A Casa
Logo depois de pagar US$ 500.000 pela reforma da casa, minha irmã disse: “Você deveria se mudar — papai disse que este seria meu presente de casamento”. Quando o confrontei, ele desconversou: “Você pode alugar outro lugar. Irmãs mais velhas geralmente ajudam com a casa para casamentos”. Não discuti. Simplesmente entreguei a eles um documento… e disse que era hora de irem embora. O cheiro de tinta fresca e brilhante e de cedro importado pairava no ar — uma lembrança do esforço, da conquista e do investimento de US$ 500.000 que eu havia feito nesta mansão. Eu estava na cozinha reluzente, observando a borda fria da bancada de quartzo Calacatta. Depois de nove longos meses reconstruindo e modernizando a casa da minha infância em algo belo, eu finalmente poderia relaxar. Mas a pesada porta da frente de mogno se abriu sem aviso, interrompendo o silêncio.
Meu pai, Arthur, entrou no hall de entrada com uma presença confiante e segura. Atrás dele estava Chloe, minha irmã de 26 anos — a conhecida “filha de ouro” da família. Chloe não me cumprimentou. Ela olhou ao redor com entusiasmo. “Ah, papai, está perfeito!”, disse ela. “Essa iluminação vai ficar incrível no quarto do bebê! A mãe do Brad vai ficar tão impressionada quando vir isso na festa de noivado!” Franzi a testa, minha voz ficando tensa. “Quarto de bebê? Por que você está falando de um quarto de bebê na minha casa?” Arthur soltou uma risada alta e desdenhosa — um tom que eu já tinha ouvido muitas vezes. “Não exagere, Maya. Esta casa é grande demais para uma pessoa só. Chloe e Brad estão começando suas vidas; eles precisam de espaço.”

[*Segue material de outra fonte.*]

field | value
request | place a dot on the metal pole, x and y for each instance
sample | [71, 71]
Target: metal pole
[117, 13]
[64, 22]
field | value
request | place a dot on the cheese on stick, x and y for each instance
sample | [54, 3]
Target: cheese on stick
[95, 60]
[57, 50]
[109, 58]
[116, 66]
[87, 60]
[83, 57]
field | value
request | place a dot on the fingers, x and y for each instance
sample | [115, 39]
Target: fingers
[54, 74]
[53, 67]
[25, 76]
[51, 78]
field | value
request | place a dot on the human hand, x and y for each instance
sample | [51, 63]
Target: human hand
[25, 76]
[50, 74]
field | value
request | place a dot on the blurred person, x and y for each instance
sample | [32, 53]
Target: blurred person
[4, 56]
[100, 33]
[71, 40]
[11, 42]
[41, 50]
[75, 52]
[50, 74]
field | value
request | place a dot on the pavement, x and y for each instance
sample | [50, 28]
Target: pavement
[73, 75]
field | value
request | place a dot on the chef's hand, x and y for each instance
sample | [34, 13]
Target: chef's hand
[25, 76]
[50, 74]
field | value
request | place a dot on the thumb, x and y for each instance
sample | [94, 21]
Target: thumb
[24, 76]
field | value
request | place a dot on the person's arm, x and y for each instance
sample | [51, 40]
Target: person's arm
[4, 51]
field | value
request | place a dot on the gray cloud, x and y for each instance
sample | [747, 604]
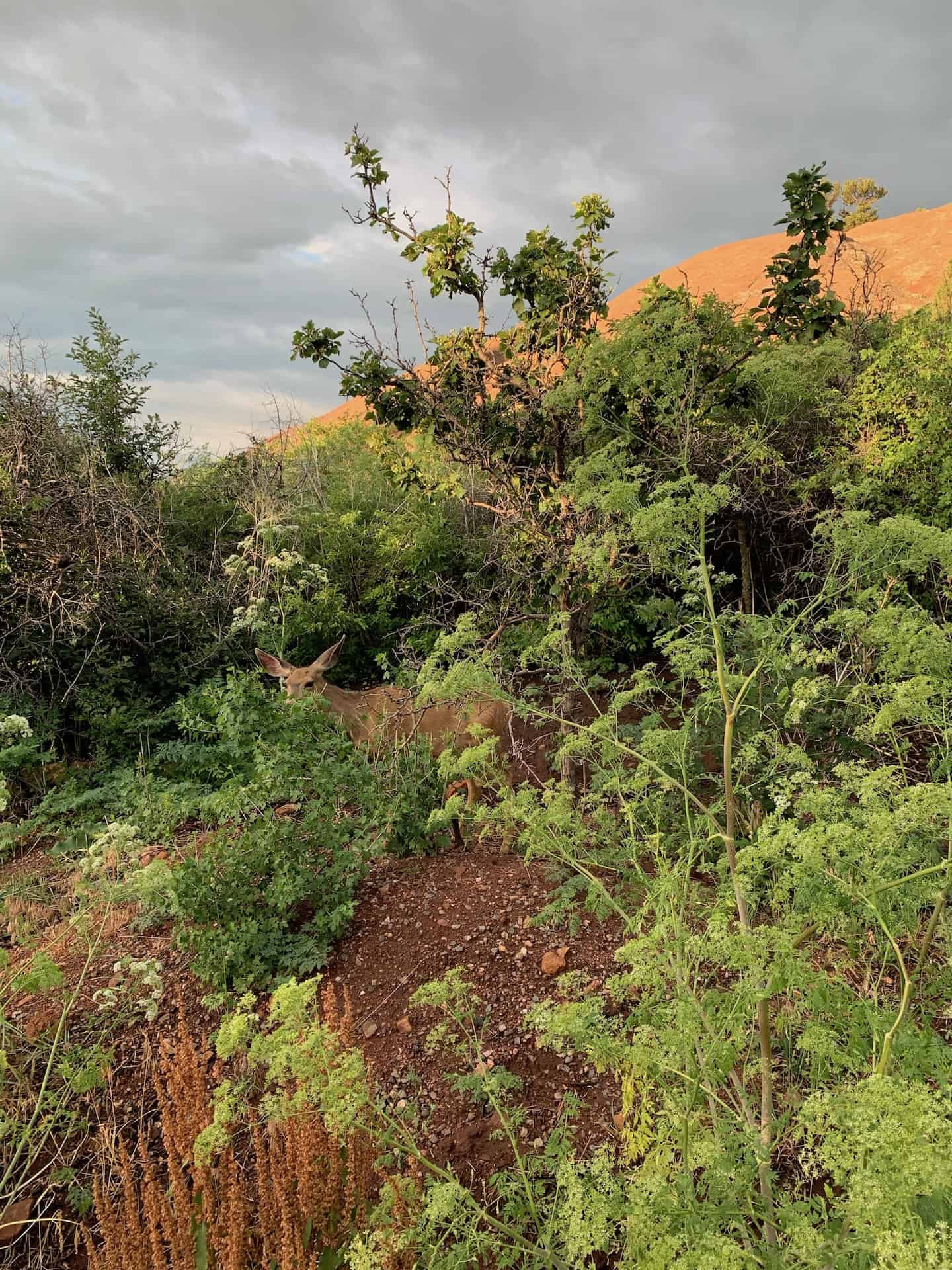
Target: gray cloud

Ele me olhou com um sorriso confiante. “Tomei uma decisão. Vamos dar a casa para eles como presente de casamento. Você está se saindo bem na área de tecnologia e, como mulher solteira, um lugar no centro da cidade seria perfeito para você. Vou providenciar uma empresa de mudanças para levar suas coisas para um depósito na segunda-feira. Só deixe as chaves no balcão antes de ir.” Chloe sorriu para si mesma, pegando uma fita métrica. “O estilo da Maya é um pouco… minimalista. Vou mandar os pintores repintarem a suíte principal na terça-feira.” A situação parecia avassaladora. Eles realmente acreditavam que, pelo fato de Arthur ter me criado aqui, ele tinha o direito de decidir o que aconteceria com a casa na qual eu havia investido para o futuro da Chloe. “Não vou alugar um apartamento, Arthur”, eu disse calmamente, sem mais usar a palavra “pai”. Tirei um envelope grosso de papel pardo com marca d'água da minha pasta e o deslizei pela bancada de quartzo. “O que é isso?”, perguntou Arthur, franzindo a testa. “Se for uma nota fiscal da tinta, não vou pagar.” “É a escritura.”
Deixe-me contar o que havia naquela escritura — e o que meu pai e minha irmã descobriram sobre “minha casa”.
Meu nome é Maya Chen. Tenho 34 anos e acabei de gastar US$ 500.000 na reforma do que meu pai acha que é “a casa dele”.
Minha irmã, Chloe, acabou de anunciar que vai se mudar para cá. “Papai disse que este seria meu presente de casamento.”